By then my now-husband noticed that something was off. For the first time, I let someone else in on my struggles. It was a strange combination of relief and guilt. I didn’t want to be a burden, but I also didn’t want to face my mind alone anymore. He became my lifeline, helping me take the first steps toward healing. It was a turning point, though things didn't completely turn around just yet.


Becoming a Teacher: The Breaking Point

Things started looking up until I became a teacher. Teaching brought back all those feelings I had fought so hard to suppress. I was crying nearly every day and having frequent panic attacks. The pressure and stress of the job reignited my passive suicidal thoughts. It felt like I was drowning all over again. But this time, two things stopped me: my husband and my dog, Chewy. 


Chewy and I have an unspoken bond. He would lick my tears when I cried, sleep next to me every night, and greet me with unbridled joy when I got home. In my darkest moments, when I thought about giving up, I couldn’t bear the thought of leaving him behind. He had become my emotional support dog, and I was his emotional support person. In a way, we were each other's lifeline. Knowing I had him and my husband waiting for me at home kept me going when nothing else could.


After a lot of soul-searching and conversations with my husband and therapist, I made one of the hardest decisions of my life: I quit teaching. Quitting teaching felt like failure, but it turned out to be the most important decision I’ve ever made for my mental health.


The Road to an ADHD Diagnosis

After leaving the classroom, I started focusing on myself for the first time. At the time, I was still under the impression that I was battling anxiety and depression. When I was misdiagnosed with Bipolar Disorder, I was left with more questions and confused. I only talked about it with my husband and my therapist. My therapist, who knew me well, was puzzled by the diagnosis. She mentioned that my symptoms aligned more with ADHD than Bipolar Disorder, which led me down the path of seeking a specialist who understood both conditions.

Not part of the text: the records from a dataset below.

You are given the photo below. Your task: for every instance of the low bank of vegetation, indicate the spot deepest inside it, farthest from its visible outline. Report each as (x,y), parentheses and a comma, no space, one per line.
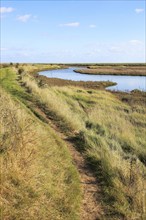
(129,70)
(38,179)
(109,132)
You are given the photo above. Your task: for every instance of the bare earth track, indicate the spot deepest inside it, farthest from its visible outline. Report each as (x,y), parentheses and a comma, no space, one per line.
(90,209)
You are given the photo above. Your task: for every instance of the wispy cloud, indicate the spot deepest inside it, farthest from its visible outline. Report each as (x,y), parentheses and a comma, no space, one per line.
(92,26)
(6,10)
(135,42)
(24,18)
(73,24)
(139,10)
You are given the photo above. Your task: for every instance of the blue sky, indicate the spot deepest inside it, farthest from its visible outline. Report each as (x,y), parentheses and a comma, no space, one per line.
(73,31)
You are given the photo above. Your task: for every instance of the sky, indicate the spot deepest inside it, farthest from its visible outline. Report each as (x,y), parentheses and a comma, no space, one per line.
(99,31)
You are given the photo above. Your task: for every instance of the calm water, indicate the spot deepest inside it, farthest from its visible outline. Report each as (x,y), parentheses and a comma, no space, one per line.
(124,83)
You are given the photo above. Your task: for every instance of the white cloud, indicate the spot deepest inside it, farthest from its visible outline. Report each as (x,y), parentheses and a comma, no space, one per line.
(92,26)
(135,42)
(24,18)
(115,49)
(139,10)
(73,24)
(6,10)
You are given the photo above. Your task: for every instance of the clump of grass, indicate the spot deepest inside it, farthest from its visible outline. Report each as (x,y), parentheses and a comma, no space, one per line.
(38,180)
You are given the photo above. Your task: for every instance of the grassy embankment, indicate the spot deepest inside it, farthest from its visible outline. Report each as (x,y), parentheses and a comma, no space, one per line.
(108,130)
(132,70)
(38,179)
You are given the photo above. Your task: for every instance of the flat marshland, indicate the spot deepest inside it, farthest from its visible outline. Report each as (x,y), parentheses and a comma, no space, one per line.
(129,70)
(39,178)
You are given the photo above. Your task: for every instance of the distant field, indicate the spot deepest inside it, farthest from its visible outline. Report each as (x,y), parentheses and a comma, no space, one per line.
(134,70)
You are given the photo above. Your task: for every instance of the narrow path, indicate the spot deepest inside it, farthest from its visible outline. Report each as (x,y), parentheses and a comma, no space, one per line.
(90,209)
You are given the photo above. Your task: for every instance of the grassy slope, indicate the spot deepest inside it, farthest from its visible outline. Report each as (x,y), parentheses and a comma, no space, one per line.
(109,133)
(38,180)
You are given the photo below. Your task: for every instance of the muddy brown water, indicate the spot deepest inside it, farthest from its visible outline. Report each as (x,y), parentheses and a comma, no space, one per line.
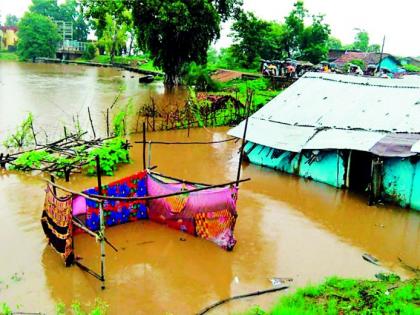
(287,226)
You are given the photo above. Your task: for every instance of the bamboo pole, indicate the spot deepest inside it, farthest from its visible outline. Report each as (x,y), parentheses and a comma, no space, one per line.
(72,191)
(168,195)
(192,142)
(54,188)
(241,153)
(91,123)
(144,146)
(101,222)
(107,122)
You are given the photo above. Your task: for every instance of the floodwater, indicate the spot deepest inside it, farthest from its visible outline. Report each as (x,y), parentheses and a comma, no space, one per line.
(287,226)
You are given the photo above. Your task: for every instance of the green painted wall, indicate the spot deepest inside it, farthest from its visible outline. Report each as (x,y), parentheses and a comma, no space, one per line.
(401,177)
(401,182)
(328,167)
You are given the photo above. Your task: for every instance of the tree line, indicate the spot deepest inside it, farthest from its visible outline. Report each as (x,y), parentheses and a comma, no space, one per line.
(178,33)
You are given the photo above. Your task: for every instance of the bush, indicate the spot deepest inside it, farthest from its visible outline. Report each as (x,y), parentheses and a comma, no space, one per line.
(199,77)
(90,52)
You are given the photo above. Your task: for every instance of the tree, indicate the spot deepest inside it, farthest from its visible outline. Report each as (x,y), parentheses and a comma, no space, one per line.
(249,34)
(47,8)
(11,20)
(374,48)
(334,43)
(38,37)
(361,41)
(314,40)
(255,38)
(98,10)
(294,27)
(178,32)
(113,37)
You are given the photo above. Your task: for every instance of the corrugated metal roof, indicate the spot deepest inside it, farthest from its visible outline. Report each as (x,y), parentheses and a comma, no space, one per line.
(347,102)
(274,135)
(396,145)
(325,101)
(344,139)
(416,147)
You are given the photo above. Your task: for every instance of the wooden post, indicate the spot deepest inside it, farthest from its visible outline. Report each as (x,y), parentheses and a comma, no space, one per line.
(91,123)
(67,174)
(53,181)
(107,122)
(241,153)
(144,146)
(33,133)
(101,222)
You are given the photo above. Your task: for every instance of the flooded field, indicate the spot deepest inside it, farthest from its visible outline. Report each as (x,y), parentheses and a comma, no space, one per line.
(287,226)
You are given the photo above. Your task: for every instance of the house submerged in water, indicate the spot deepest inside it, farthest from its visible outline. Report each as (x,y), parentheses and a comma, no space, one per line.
(362,133)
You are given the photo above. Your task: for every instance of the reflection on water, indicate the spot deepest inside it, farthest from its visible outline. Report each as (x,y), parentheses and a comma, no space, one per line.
(57,94)
(287,227)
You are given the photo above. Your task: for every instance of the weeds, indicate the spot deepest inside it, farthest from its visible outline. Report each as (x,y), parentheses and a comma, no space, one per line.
(23,135)
(349,296)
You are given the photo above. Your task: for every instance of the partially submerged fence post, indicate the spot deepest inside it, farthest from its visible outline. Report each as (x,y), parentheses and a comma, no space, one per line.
(107,122)
(241,153)
(91,123)
(54,188)
(144,145)
(101,222)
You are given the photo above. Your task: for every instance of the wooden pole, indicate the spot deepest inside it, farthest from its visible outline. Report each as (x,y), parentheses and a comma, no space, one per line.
(54,188)
(144,146)
(182,192)
(101,222)
(107,122)
(382,52)
(91,124)
(33,133)
(241,153)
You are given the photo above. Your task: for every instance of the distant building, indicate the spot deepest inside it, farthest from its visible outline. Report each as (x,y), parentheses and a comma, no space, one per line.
(388,61)
(410,61)
(362,133)
(8,37)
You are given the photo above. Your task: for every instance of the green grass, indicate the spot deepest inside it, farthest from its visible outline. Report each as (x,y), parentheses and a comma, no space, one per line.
(6,55)
(349,296)
(261,87)
(143,61)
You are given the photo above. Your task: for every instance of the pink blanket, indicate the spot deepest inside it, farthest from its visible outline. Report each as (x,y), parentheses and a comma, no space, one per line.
(210,214)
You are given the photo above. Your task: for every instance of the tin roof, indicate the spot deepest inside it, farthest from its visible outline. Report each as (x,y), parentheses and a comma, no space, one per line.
(343,111)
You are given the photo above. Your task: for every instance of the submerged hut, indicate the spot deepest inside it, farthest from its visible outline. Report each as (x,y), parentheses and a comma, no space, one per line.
(360,133)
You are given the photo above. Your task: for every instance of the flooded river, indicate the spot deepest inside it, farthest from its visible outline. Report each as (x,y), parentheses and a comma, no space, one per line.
(287,226)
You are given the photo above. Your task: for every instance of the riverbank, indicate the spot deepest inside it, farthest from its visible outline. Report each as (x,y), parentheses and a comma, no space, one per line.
(388,295)
(8,56)
(100,64)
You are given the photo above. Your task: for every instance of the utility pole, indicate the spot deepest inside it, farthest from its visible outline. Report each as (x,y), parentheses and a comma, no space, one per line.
(382,52)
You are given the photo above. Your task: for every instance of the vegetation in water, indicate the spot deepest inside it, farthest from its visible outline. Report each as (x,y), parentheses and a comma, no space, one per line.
(112,153)
(99,308)
(8,56)
(389,295)
(23,136)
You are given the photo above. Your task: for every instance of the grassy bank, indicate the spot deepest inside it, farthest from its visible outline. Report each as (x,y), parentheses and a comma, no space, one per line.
(389,295)
(142,61)
(6,55)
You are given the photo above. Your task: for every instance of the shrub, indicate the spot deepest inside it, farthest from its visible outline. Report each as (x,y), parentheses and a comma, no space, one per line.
(90,52)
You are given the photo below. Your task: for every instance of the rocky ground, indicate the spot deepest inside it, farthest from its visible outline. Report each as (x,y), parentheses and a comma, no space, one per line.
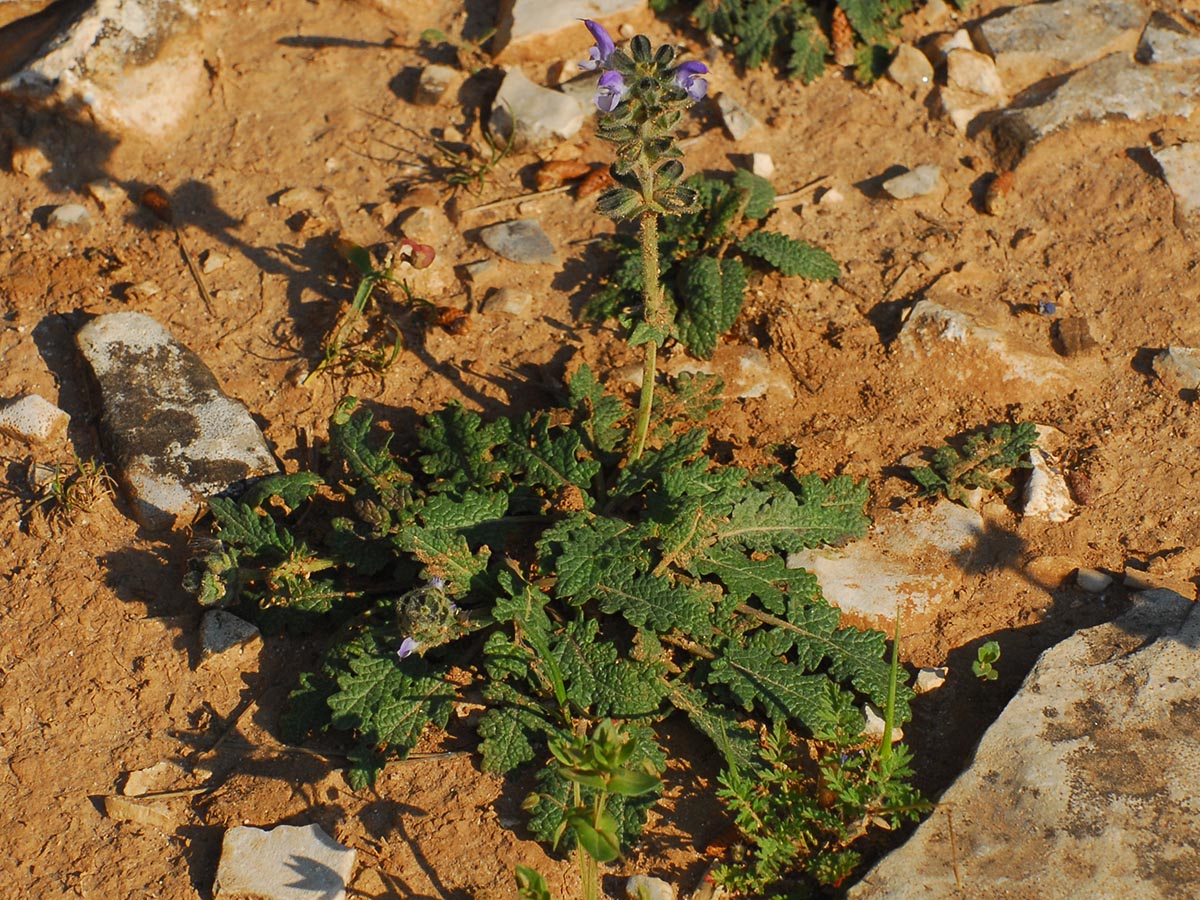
(126,755)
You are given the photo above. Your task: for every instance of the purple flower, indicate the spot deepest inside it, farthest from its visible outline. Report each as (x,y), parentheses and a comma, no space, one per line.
(688,78)
(599,54)
(610,90)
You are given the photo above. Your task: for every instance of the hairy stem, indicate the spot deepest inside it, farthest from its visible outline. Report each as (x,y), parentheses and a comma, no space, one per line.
(653,312)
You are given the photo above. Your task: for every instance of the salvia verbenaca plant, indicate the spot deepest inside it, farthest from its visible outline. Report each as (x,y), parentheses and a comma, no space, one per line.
(642,96)
(587,571)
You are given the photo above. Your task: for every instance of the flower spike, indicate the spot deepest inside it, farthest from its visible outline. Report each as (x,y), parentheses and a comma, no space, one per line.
(610,90)
(598,55)
(688,78)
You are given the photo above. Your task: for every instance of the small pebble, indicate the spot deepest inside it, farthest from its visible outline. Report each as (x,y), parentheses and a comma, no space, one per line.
(107,195)
(874,724)
(510,301)
(831,197)
(762,166)
(737,119)
(29,161)
(643,887)
(33,419)
(70,215)
(911,69)
(1093,581)
(433,84)
(917,183)
(213,262)
(930,678)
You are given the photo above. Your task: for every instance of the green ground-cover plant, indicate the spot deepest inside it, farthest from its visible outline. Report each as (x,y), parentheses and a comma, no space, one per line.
(589,569)
(799,34)
(706,256)
(984,665)
(987,456)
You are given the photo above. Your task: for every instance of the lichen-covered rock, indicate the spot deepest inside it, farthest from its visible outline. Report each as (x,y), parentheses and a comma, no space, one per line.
(175,437)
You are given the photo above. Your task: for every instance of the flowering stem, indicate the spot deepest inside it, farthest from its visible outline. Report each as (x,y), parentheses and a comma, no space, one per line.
(652,294)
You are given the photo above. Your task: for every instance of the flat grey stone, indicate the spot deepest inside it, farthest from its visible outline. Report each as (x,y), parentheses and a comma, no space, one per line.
(1113,87)
(738,121)
(1181,168)
(1179,367)
(70,215)
(1047,495)
(1168,41)
(509,301)
(283,863)
(531,115)
(916,183)
(1036,41)
(432,84)
(1085,786)
(521,240)
(131,64)
(910,563)
(911,69)
(222,631)
(33,419)
(532,22)
(934,324)
(173,435)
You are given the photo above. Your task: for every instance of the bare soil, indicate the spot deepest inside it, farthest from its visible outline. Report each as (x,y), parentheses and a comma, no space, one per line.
(100,673)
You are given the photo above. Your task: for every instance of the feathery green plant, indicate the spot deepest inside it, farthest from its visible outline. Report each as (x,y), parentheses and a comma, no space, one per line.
(587,569)
(706,255)
(798,34)
(985,455)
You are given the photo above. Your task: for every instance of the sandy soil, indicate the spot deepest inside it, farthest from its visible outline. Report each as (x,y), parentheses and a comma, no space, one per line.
(100,675)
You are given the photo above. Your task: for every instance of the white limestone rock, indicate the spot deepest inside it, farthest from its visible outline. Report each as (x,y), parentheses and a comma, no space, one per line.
(1035,41)
(531,115)
(131,64)
(916,183)
(1181,169)
(33,419)
(283,863)
(1071,792)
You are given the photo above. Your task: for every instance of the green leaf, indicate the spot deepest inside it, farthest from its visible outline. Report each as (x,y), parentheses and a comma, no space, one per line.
(461,449)
(654,603)
(600,682)
(712,295)
(600,412)
(531,885)
(389,701)
(790,256)
(731,736)
(462,510)
(756,677)
(760,193)
(553,459)
(808,51)
(598,840)
(293,490)
(867,17)
(445,555)
(587,551)
(819,513)
(509,729)
(767,580)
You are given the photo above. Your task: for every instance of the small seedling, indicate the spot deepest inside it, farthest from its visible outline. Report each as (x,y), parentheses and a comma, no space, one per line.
(985,659)
(985,455)
(340,348)
(469,168)
(65,492)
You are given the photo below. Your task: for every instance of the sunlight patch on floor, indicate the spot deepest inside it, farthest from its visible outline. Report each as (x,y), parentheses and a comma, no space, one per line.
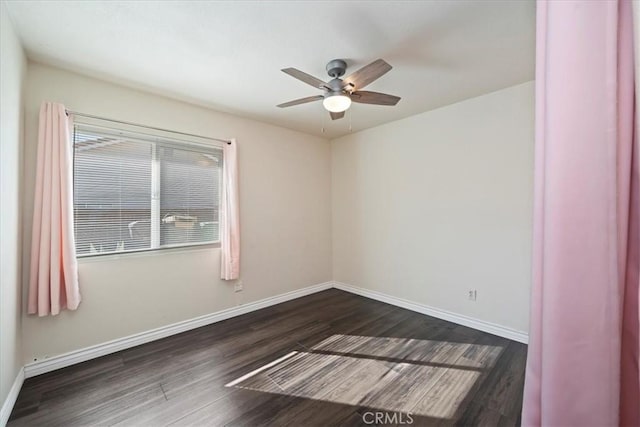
(423,377)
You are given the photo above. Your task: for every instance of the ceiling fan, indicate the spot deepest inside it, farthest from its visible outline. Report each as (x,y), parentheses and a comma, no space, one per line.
(339,93)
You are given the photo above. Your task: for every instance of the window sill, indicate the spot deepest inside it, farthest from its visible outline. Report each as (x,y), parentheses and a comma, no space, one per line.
(83,259)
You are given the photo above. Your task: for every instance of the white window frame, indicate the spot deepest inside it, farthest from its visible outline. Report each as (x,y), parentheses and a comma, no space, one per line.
(174,140)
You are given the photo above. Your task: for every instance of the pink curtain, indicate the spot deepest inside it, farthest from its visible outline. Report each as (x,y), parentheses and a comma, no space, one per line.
(53,283)
(582,366)
(230,215)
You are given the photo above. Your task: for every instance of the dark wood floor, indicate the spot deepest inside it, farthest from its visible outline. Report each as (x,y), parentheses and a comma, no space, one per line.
(331,358)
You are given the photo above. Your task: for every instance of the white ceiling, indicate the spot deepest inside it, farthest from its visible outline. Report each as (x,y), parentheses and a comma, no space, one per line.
(228,55)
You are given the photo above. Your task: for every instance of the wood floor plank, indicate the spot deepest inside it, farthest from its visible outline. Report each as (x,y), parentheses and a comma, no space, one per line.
(347,355)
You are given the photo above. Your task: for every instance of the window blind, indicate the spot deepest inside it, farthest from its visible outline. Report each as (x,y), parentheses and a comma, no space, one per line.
(135,193)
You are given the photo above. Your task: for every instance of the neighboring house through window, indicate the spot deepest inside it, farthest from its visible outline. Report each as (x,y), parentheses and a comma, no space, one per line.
(136,192)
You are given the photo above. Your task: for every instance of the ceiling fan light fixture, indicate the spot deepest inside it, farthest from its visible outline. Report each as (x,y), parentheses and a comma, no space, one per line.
(337,103)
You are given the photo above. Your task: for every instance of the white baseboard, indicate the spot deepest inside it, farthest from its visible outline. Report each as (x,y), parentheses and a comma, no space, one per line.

ADHD block letters on a table

When I finally received my official ADHD diagnosis, I felt an overwhelming sense of relief and clarity. For the first time in my life, everything made sense. The diagnosis allowed me to begin the process of unmasking and embracing my authentic self. As much as it was a relief, it also brought up a lot of emotions. I had to allow myself to grieve for the years I spent feeling “off,” mislabeled, and misunderstood. I was angry and sad, but also hopeful that now, I could begin to understand who I truly was beneath all the layers of masking.


A New Lens on Life

Receiving my ADHD diagnosis hasn’t “cured” me, but it has given me a new lens through which to see myself and the world. I still struggle with forgetfulness, procrastination, and emotional dysregulation, but I am more equipped to navigate the world in a way that works for me. ADHD has become a defining part of my life—not in the sense that it holds me back, but because it’s helped me rediscover myself. Every day is a journey of growth, and while it isn’t always easy, it’s worth it.


If there’s one thing I’ve learned through this process, it’s that we all deserve the space to unmask and be seen for who we truly are. My ADHD journey isn’t just about learning to live with a diagnosis—it’s about learning to live authentically.